The graphics card is one of the most complex hardware components in a computer. At first glance, it looks like just a metal block with fans and a chip, but inside it is a precisely controlled process of working with data. While VRAM (Video RAM) stores huge amounts of information for games, models or videos, its speed is not enough to supply thousands of parallel computing cores. That’s why the GPU uses an array of fast caches, registers and dedicated memory layers that together form the GPU internal memory – an important link between the core and the main VRAM.
In the previous article, we discussed VRAM itself – memory types such as GDDR, HBM or LPDDR. This time, however, we’ll look deeper – right into the GPU core, where it decides how fast the card can process data, render an image or compute thousands of parallel operations. And it’s the GPU internal memory that plays a major role here.
VRAM versus GPU internal memory – two worlds of one graphics
VRAM, the video memory of a graphics card, is external to the GPU chip itself. It stores large amounts of data – textures, models, frame buffers or shader programs. It is a fast memory, but due to the fact that it is located outside the core, it has a higher latency than the internal memory of the graphics card. Data is transferred over a memory bus (e.g., 256-bit or 384-bit, etc.) whose width and frequency determine throughput.
While modern memories like GDDR6X or GDDR7 achieve blazing speeds, the GPU would be inefficient if it had to constantly reach for data from VRAM. Therefore, smaller but much faster memories are built inside the chip to serve as an extended arm of the compute cores. Together, these components form the GPU internal memory, which acts as a smart intermediate between the core and VRAM.
How GPU memory architecture works
The memory architecture of a graphics card works like a perfectly organized factory where each element has a precise role. VRAM is a huge warehouse – it contains all the textures, data, instructions and models that the GPU needs for computations.

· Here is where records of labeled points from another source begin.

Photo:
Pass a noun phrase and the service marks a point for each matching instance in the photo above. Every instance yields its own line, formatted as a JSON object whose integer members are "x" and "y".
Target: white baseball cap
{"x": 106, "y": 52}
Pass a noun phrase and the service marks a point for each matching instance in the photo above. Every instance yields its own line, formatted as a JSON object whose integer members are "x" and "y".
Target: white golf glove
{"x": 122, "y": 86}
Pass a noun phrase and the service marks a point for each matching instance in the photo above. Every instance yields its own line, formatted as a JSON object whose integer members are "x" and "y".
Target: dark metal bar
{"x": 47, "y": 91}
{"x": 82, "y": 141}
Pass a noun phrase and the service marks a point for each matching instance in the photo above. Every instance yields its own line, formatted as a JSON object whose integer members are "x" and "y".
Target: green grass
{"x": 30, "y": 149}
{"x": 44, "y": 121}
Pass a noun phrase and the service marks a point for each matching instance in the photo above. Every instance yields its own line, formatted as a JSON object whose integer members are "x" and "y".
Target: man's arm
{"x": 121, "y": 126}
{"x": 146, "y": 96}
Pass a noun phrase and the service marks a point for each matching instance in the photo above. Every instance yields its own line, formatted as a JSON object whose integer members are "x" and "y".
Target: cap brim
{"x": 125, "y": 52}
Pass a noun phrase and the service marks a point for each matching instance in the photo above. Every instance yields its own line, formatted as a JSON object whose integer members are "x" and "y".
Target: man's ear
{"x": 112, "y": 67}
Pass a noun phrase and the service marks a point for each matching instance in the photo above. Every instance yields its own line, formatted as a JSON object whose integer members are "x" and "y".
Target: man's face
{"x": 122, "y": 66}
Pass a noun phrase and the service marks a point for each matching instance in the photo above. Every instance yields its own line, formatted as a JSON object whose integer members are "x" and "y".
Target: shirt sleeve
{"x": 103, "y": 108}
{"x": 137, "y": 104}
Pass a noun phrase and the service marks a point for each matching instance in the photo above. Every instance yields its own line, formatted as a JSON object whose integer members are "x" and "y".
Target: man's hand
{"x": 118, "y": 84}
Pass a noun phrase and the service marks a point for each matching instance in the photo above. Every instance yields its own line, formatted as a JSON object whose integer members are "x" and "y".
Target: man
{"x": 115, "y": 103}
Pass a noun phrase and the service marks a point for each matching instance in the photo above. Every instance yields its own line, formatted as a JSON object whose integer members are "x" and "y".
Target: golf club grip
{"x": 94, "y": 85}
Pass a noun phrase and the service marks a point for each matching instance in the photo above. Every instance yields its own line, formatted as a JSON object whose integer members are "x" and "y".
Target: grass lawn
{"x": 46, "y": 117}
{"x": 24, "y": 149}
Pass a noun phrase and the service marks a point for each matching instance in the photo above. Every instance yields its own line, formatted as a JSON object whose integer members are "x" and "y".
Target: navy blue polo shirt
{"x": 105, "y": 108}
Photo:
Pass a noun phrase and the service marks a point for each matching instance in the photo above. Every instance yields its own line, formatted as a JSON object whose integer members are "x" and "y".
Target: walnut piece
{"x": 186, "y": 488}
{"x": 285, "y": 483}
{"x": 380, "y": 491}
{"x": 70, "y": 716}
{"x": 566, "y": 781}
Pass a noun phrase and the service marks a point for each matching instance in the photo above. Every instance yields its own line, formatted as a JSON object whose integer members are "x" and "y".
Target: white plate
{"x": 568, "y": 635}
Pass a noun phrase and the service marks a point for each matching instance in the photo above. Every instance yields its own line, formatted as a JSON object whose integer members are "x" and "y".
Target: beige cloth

Cache memories function as distribution racks that prepare data for immediate use, while registers are the actual “workers” that work directly with them. Together, they form a complex network in which information moves in well-defined cycles and speed levels.
Each GPU compute unit – whether it’s a streaming multiprocessor (SM) in NVIDIA’s architecture or a compute unit (CU) in AMD’s architecture – has its own L1 cache and registers. These units process hundreds to thousands of threads in parallel, with each thread needing immediate access to its data. To avoid slowdowns, the GPU constantly moves data between caches, registers and VRAM so that it is always in the right place at the right time. This process is managed by the memory controller, which decides when and where to transfer the information.
The goal of the entire architecture is to shorten the distance that information must travel. This is because accessing VRAM has an order of magnitude higher latency than internal on-chip memory. Therefore, the GPU stores the most important data as close as possible to the compute cores – in caches or registers. This minimizes latency and maximizes the number of operations the card can process in a single clock cycle.
A system designed in this way works in a continuous cycle: instruction → data fetch → calculation → result storage → cache update. Thanks to this, modern chips can process billions of instructions per second, with the smooth flow of information being handled by the GPU internal memory, which serves as a fast bridge between the core and the main VRAM.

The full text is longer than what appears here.